When abused as narcotic, DXM causes euphoria, psychedelic and dissociative behavior. Side effects include impaired judgment, loss of coordination, dizziness, nausea, seizures and panic attacks. If abused while using cold medications, other drugs or alcohol, DMX can and does - according to US Drug Enforcement Administration - cause coma and death.

Finally, the last of the most frequently used drugs by U.S. children 11 and younger, are antihistamines. Many allergy-suppressing OTC drugs contain antihistamines. Other than possibly causing dangerous interactions with some drugs (such as those containing DMX), antihistamines - particularly their 1st generation - often cause drowsiness, urine retention, dry mouth, blurred vision, and other adverse effects.
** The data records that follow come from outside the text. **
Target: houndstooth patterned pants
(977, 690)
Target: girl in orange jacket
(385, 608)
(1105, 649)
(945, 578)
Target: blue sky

Do you really want that to your child? More attention paid to identifying and avoiding triggers, correct nutritional deficiencies, or using allergy-neutralizing injections when avoidance is not enough, sure seems to be a better choice.

Well, these are the drugs most commonly - and quite frequently - used by U.S. children 0-11 years of age. Aside the question why some of those drugs - in fact, nearly all of them - are freely available, the more important one is whether you want your child to use them too often, and too easily, for even minor complaints. Not only that it can do serious harm to a child, it can also victimize it for life by imbedding in its brain the blind mentality of "convenient" medicating, as opposed to practicing educated healthy lifestyle.